Summary
Step 1: Evaluate the company
Step 2: Choose between temporary or lifetime dismemberment
Step 3: Don’t harm other heirs in reserve
Step 4: Consult a notary
An entrepreneur has the option of starting to transfer his business during his lifetime, by way of bare ownership donation. He can thus retain the usufruct and remain at the helm of his company.
The very configuration of the shared gift is equivalent to an advance on inheritance, which makes it possible not to harm his heirs.
The value of the company must first be assessed and then a professional in conveyancing must be consulted to dismember it. The same notary will make sure that the donor’s beneficiaries are not prejudiced, and will proceed with the shared donation.
Good to know: the donation rights are calculated on the value of the bare ownership received, and not on the total value of the company.
For example, a father and a mother own a company valued at 1 million dollars. They make a donation-sharing the usufruct to one of their children for $400,000. The donation rights will therefore only apply to $400,000 and not to $1 million.
Important: the interposition of a company does not hinder the inheritance of a donation. In the case of a gift made by the deceased to one of his heirs through the interposition of a company in which the latter is a partner, the ratio is due to the estate in proportion to the capital he holds.
1. Evaluate the company
The estimate of the value of a company must be supported by a balance sheet. The heir is therefore obliged to entrust this task to a chartered accountant.
Determine the number of assets
The professional in charge of the company’s valuation will determine the value of the movable and immovable property:
– offices, warehouses or store walls if they are owned by the company;
– vehicles, machinery, computer equipment and furniture;
– commercial leases, investments, receivables, possible shareholdings in other companies;
– current contracts, customers or goodwill.
Determine the number of liabilities.
The accountant will deduct from the amount of the assets:
– movable and immovable debts;
– debts to certain suppliers;
Divide the result by the number of shares
The value of the company thus obtained will be divided by the number of share units. This gives the value of the shares owned by each partner.

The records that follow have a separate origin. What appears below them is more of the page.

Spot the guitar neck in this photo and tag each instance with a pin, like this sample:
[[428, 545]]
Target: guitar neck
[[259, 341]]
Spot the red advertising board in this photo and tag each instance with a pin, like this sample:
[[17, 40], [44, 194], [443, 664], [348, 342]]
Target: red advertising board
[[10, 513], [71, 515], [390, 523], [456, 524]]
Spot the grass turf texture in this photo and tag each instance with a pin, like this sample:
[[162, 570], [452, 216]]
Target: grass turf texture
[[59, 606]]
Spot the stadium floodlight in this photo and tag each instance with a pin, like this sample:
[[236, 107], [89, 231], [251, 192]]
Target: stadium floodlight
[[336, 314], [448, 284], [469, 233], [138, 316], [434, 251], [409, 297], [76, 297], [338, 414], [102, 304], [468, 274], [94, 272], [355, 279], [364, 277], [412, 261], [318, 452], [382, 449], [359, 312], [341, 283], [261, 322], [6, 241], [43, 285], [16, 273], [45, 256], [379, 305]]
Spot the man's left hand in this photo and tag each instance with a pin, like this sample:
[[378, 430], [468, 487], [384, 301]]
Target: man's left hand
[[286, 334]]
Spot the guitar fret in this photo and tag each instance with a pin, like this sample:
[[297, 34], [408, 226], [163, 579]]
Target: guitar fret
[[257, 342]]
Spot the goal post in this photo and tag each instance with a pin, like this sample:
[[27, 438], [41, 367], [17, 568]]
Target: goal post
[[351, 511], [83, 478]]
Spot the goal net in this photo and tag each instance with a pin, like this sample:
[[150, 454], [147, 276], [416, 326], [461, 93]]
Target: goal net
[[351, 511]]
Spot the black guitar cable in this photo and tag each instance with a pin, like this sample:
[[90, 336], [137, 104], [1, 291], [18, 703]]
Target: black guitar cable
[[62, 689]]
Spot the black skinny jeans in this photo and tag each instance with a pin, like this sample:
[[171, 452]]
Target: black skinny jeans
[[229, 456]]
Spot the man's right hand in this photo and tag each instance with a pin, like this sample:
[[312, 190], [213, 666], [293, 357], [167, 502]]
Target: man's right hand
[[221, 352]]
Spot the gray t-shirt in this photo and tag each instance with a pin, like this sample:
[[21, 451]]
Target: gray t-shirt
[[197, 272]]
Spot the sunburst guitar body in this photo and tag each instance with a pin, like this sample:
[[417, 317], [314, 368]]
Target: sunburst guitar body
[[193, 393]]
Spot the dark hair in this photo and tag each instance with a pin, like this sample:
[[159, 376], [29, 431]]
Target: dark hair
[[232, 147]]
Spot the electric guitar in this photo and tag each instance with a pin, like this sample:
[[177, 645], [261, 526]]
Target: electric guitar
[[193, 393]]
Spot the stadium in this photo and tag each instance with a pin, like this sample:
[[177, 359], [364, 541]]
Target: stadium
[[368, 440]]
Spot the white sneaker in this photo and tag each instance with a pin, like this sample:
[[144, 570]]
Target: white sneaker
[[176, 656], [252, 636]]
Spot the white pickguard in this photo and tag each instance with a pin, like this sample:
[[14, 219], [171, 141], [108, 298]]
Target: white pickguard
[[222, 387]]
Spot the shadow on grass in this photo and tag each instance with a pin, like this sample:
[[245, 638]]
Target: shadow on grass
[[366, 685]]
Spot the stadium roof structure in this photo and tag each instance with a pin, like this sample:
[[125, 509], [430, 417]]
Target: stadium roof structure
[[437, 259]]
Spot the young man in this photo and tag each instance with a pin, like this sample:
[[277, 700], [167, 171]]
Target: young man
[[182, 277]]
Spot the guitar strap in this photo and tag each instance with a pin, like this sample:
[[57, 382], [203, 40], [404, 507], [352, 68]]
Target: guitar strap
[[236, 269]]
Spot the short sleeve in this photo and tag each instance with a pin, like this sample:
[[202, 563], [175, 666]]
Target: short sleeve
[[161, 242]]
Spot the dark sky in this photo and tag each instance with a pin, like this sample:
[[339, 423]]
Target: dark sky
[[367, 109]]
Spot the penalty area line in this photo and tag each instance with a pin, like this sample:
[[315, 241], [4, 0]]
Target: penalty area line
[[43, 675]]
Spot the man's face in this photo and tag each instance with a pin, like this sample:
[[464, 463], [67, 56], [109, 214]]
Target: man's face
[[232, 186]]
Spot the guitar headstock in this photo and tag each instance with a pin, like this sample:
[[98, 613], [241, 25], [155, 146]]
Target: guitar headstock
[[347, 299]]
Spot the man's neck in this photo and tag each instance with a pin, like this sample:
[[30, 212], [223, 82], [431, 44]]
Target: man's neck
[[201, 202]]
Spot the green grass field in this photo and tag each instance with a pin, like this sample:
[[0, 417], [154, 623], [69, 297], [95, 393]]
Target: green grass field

Good to know: if the business owner created the partnership after his or her marriage, and if he or she is married under the regime of community of acquests, the spouse owns half of the shares. The spouse will therefore also have to make a shared gift if he or she wishes to participate in the transfer. If another person is associated with the company’s capital, he or she may also make a shared gift to the donee. Indeed, it is possible to make a gift to a person outside the circle of beneficiaries.
2. Choose between a temporary or lifetime dismemberment
The notarial deed separating the usufruct from the bare ownership is called a dismemberment. When the dismemberment ends, the bare owner recovers the usufruct and thus becomes the full owner. Here, a specialized law firm can help you out.
Consider the temporary dismemberment
When a dismemberment is temporary, the bare owner will recover the usufruct on a given date.
This solution will be preferable for the business owner who has planned to retire on a specific date. It will suffice to fix the end of the dismemberment on that date.
Note: when the usufructuary is heir to the bare owner, he will receive the usufruct in the event of the premature death of the bare owner.